From Text to Token: How Tokenization Pipelines Work

James Blackwood-Sewell headshot

By James Blackwood-Sewell on October 10, 2025

James Blackwood-Sewell headshot

By James Blackwood-Sewell on October 10, 2025

From Text to Token: How Tokenization Pipelines Work

When you type a sentence into a search box, it’s easy to imagine the search engine seeing the same thing you do. In reality, search engines (or search databases) don’t store blobs of text, and they don’t store sentences. They don’t even store words in the way we think of them. They dismantle input text (both indexed and query), scrub it clean, and reassemble it into something slightly more abstract and far more useful: tokens. These tokens are what you search with, and what is stored in your inverted indexes to search over.

Let’s slow down and watch that pipeline in action, pausing at each stage to see how language is broken apart and remade, and how that affects results.

We’ll use a twist on “The quick brown fox jumps over the lazy dog” as our test case. It has everything that makes tokenization interesting: capitalization, punctuation, an accent, and words that change as they move through the pipeline. By the end, it’ll look different, but be perfectly prepared for search.
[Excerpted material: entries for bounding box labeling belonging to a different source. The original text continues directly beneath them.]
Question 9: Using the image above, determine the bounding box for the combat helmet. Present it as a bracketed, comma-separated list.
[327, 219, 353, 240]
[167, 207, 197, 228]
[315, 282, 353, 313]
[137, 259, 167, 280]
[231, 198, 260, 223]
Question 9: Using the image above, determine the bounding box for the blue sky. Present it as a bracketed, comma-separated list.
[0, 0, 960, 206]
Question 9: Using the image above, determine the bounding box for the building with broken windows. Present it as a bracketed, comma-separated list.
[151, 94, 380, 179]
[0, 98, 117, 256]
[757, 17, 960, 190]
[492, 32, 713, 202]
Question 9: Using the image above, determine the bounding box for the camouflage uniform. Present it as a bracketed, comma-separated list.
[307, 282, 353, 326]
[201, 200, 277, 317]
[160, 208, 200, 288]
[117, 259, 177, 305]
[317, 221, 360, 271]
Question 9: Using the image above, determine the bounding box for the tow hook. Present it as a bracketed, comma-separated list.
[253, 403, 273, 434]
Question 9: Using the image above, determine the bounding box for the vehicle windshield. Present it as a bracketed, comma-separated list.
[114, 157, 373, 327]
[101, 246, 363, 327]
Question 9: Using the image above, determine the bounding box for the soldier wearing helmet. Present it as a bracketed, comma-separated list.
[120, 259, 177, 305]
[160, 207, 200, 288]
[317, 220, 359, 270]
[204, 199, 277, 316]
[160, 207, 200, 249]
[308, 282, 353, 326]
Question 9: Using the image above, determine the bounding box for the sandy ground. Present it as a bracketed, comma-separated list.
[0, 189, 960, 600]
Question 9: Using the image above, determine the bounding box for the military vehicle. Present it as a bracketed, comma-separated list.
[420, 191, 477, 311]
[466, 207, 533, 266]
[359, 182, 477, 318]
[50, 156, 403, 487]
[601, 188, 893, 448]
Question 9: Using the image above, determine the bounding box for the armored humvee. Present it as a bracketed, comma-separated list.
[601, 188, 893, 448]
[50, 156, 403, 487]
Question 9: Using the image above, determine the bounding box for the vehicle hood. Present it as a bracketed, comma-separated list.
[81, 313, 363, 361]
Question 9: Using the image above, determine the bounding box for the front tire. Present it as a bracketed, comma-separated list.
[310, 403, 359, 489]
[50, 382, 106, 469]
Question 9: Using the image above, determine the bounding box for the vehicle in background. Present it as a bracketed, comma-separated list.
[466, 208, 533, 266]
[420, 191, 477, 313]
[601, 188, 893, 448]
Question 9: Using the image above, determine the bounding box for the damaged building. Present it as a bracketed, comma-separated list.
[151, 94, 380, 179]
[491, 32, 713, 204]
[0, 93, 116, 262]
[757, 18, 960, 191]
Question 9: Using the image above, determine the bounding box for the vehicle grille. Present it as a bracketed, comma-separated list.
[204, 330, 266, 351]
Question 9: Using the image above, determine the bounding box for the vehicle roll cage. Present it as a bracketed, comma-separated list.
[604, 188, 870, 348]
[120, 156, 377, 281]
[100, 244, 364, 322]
The full-text database jumped over the lazy café dog

Filtering Text With Case and Character Folding

Before we even think about breaking our text down we need to think about filtering out anything which isn’t useful. This usually means auditing the characters which make up our text string: transforming all letters to lower-case, and if we know we might have them folding any diacritics (like in résumé, façade, or Noël) to their base letter.
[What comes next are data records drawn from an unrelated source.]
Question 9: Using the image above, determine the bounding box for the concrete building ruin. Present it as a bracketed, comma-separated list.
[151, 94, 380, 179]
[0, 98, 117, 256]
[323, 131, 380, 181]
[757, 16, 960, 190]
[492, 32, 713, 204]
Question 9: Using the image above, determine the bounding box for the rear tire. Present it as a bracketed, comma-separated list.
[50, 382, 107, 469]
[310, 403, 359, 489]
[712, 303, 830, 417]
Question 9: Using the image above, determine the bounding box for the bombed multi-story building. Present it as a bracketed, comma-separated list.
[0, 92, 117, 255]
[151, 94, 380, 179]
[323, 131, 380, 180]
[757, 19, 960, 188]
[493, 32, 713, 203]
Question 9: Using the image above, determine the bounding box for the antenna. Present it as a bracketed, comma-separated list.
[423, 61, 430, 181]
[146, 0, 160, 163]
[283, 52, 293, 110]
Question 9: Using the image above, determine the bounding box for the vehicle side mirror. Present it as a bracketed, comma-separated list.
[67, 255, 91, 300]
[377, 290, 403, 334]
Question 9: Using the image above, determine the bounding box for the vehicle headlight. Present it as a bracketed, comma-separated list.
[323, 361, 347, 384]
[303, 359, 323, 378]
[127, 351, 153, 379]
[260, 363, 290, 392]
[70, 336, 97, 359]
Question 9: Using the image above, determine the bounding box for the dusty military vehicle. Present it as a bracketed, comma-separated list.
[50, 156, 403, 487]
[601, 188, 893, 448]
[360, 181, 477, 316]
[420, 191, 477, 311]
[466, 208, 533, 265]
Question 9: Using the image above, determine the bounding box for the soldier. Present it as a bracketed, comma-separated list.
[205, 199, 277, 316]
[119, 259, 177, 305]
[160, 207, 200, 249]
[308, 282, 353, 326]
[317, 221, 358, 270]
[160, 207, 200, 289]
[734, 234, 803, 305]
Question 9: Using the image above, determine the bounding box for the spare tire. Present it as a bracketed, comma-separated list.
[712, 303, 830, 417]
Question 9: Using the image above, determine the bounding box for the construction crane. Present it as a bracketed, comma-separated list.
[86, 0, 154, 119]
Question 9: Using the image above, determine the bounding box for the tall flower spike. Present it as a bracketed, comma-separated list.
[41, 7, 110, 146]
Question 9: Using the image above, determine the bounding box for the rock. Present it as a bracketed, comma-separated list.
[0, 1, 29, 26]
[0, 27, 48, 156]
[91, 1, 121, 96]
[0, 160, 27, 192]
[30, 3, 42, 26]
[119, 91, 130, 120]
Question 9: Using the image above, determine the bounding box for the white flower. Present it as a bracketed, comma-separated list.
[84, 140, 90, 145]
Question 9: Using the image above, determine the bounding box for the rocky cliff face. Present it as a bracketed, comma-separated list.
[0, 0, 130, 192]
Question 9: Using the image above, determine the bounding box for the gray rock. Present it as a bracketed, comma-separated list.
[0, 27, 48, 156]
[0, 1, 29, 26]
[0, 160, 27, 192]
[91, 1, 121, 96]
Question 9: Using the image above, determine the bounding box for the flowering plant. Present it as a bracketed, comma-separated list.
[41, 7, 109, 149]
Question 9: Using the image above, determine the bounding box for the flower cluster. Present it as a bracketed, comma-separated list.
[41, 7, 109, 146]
This step ensures that characters are normalized and consistent before tokenization begins. Café becomes cafe, and résumé becomes resume, allowing searches to match regardless of accents. Lowercasing ensures that database matches Database, though it can introduce quirks: like matching Olive (the name) with olive (the snack). Most systems accept this trade-off: false positives are better than missed results. Code search is a notable exception, since it often needs to preserve symbols and respect casing like camelCase or PascalCase.

Let’s take a look at how our input string is transformed. We are replacing the capital T with a lower-case one, and also folding the é to an e. Nothing too surprising here. All of these boxes are interactive, so feel free to put in your own sentences to see the results.

↓

lowercase & fold diacritics

the full-text database jumped over the lazy cafe dog

Of course, there are many more filters that can be applied here, but for the sake of brevity, let’s move on.

Splitting Text Into Searchable Pieces with Tokenization

The tokenization phase takes our filtered text and splits it up into indexable units. This is where we move from dealing with a sentence as a single unit to treating it as a collection of discrete, searchable parts called tokens.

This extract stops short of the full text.